----

In [116]:
# imports
import pandas as pd
import matplotlib.pyplot as plt
import seaborn as sns
import numpy as np
import warnings
from sklearn import preprocessing
from scipy import stats

from sklearn.impute import SimpleImputer
from sklearn.preprocessing import PowerTransformer
from sklearn.model_selection import train_test_split
from sklearn.pipeline import make_pipeline, Pipeline
from sklearn.linear_model import LinearRegression, LogisticRegression
from sklearn.metrics import matthews_corrcoef
from sklearn import tree

from sklearn.decomposition import TruncatedSVD, PCA, SparsePCA, NMF
from sklearn.linear_model import SGDClassifier
from sklearn.feature_selection import RFE
from sklearn.naive_bayes import BernoulliNB
from sklearn.model_selection import GridSearchCV
from sklearn.feature_selection import SelectKBest, chi2
from sklearn.ensemble import RandomForestClassifier
from sklearn.svm import LinearSVC, SVR
from sklearn.metrics import make_scorer

In [117]:
# settings
np.seterr(divide='warn', invalid='warn'); sns.set_style("whitegrid");warnings.filterwarnings('ignore')

-----

# Project: Bosch Manufacturing Line

__Author:__ [Ryan Harper](www.kimrharper.com) <br><br>
__Data Source:__ [Bosch Dataset via Kaggle](https://www.kaggle.com/c/bosch-production-line-performance/data) <br> <br>
__Background:__ Bosch is a home appliance and industrial tools manufacturing company. In 2017, Bosch supplied Kaggle.com with manufacturing data to promote a competition. The goal of the competition was to determine factors that influence whether or not the product passes the final response stage of manufacturing and to predict which products are likely to fail based on this manufacturing process.<br> <br>
__The Data:__ Early exploration of this data will use a subset of the big data provided by Bosch. The data is provided by [Hitesh, John, and Matthew via PDX Data Science Meetup](https://www.meetup.com/Portland-Data-Science-Group/events/257370691/). The data subset is divided into 2 groups of 3 files (3 training, 3 test).

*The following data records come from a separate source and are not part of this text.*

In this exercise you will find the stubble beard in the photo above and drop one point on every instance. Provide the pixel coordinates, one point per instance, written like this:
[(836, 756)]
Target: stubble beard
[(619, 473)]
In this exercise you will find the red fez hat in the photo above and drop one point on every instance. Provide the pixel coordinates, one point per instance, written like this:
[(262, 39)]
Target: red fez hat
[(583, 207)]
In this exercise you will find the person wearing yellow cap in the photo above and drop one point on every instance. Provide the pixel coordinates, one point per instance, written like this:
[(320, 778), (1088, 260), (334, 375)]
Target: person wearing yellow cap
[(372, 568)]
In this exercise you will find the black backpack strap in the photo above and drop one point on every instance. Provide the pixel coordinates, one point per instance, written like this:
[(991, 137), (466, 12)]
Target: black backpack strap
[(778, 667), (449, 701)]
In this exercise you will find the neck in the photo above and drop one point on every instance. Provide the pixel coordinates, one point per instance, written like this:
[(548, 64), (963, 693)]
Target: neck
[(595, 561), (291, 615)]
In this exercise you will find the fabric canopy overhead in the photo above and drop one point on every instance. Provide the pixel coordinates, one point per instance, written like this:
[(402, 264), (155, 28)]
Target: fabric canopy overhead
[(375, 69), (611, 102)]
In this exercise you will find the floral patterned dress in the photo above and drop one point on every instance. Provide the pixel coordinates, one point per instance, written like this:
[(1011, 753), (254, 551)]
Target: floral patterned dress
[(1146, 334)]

Each group has one csv file each for numerical features ('numeric'), dates ('date'), and the manufacturing path ('cat'). The data subset includes a larger percentage of products that failed the response test, but not much more is known about this subsampling method.<br><br>
__Assumptions:__ ID # represents a specific product and that there is only one product. The differences in assembly are due to customization and/or differences between lines.<br><br>
__Goal:__ Predict which products will fail the response test. <br><br>

## III. Dimensionality Reduction

### A. Import Data

In [118]:
%%time
# import numerical data
mf_num_data = pd.read_csv('bosch_small_data/train_numeric.csv',low_memory=False)

# import date data
mf_date_data = pd.read_csv('bosch_small_data/train_date.csv',low_memory=False)

Wall time: 21.1 s


### B. Functions and Declarations

In [119]:
# process X values with transformation and imputation if need
def process_data(df, transform):
    names = list(df.columns)
    if transform:
        pt = PowerTransformer()
        df = pt.fit_transform(df)
    impute_constant = SimpleImputer(missing_values=np.nan, strategy='mean')
    
    return impute_constant.fit_transform(df), names

# visualize data by components
def visualize_data(pipeline,dimred):
    feature_plot = list(zip(features, pipeline.named_steps[dimred].components_[0]))
    feature_plot = pd.DataFrame(data=feature_plot)
    feature_plot = pd.DataFrame(feature_plot.sort_values(1, ascending=False).iloc[0:10])
    plt.figure(figsize=(20,5))
    plt.title('Ordered by variance')
    sns.barplot(x=0, y=1, data=feature_plot, palette=sns.color_palette("cool"))
    plt.ylim(feature_plot[1].min(),feature_plot[1].max())
    plt.savefig(dimred+'-top10.png')
    plt.show()
     
    plt.figure(figsize=(20,8))
    plt.title('Component Variance')
    plt.plot(pipeline.named_steps[dimred].explained_variance_ratio_)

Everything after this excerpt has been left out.